La “Mutti”, come la chiamano i tedeschi, se n’è andata e ha lasciato la casa in disordine. Era inevitabile che l’addio di Angela Merkel provocasse confusione negli elettori, ma non il disorientamento che ci danno oggi i numeri. La Germania, dispiacerà ai tedeschi che subito si attiveranno per eliminare l’anomalia anche se sarà molto difficile arrivare a una coalizione subito, è diventata come Italia e Spagna: divisa, difficilmente governabile, al limite di una crisi di nervi.
Molto ha pesato il calo del partito della Merkel, la Cdu-Csu, ferma al 24,1% contro il 25,7% dei socialdemocratici, primo partito: il leader Olaf Scholz ha già chiesto il canciellerato. L’erede della Merkel, Armin Laschet, dopo un calo simile, previsto ma intollerabile per molti compagni di squadra, è già ai titoli di coda, a meno che una probabile coalizione, quella del “semaforo” (si chiama così per via dei colori, in cui coinciderebbero Spd, Liberali e Verdi con 428 seggi con una maggioranza parlamentare di 379) non fallisca nel suo intento di governo.
A comandare i giochi saranno la leader verde, Annalena Baerbock, reduce da un discreto fiasco nonostante il 14,8% e Christian Lindner, a capo dei Liberali, con l’11,5%. Sono loro l’ago della bilancia.
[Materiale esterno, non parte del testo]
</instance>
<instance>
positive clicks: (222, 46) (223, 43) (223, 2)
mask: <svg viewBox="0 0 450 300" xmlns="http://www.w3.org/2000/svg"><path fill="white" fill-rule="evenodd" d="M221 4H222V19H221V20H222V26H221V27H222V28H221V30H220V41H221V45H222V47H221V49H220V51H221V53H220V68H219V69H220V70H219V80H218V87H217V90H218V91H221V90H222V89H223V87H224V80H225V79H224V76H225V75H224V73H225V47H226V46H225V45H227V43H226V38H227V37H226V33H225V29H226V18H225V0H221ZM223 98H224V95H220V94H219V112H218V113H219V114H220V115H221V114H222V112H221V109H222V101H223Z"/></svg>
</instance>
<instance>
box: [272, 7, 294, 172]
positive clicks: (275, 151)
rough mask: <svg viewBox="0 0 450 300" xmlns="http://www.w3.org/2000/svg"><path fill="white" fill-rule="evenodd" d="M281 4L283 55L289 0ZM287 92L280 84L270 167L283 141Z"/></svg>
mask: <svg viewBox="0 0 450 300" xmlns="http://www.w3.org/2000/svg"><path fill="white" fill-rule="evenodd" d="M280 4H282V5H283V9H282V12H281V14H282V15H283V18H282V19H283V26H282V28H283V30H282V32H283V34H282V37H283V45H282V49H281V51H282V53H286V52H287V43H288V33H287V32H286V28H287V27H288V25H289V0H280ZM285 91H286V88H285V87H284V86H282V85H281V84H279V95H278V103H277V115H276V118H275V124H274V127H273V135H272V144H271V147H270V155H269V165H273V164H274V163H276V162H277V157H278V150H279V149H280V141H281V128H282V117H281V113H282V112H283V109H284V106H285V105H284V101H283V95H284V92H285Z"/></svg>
Il voto tedesco esprime un Paese frammentato, ma alcuni elementi sono chiari: come quello che il partito di estrema destra Alternativa per la Germania (AfD) non è cresciuto (10,3%, anche se è leader in due Land, non si affiancheranno ad altri partiti) e neanche Die Linke, che anzi rischia l’esclusione al limite di sbarramento del 5%.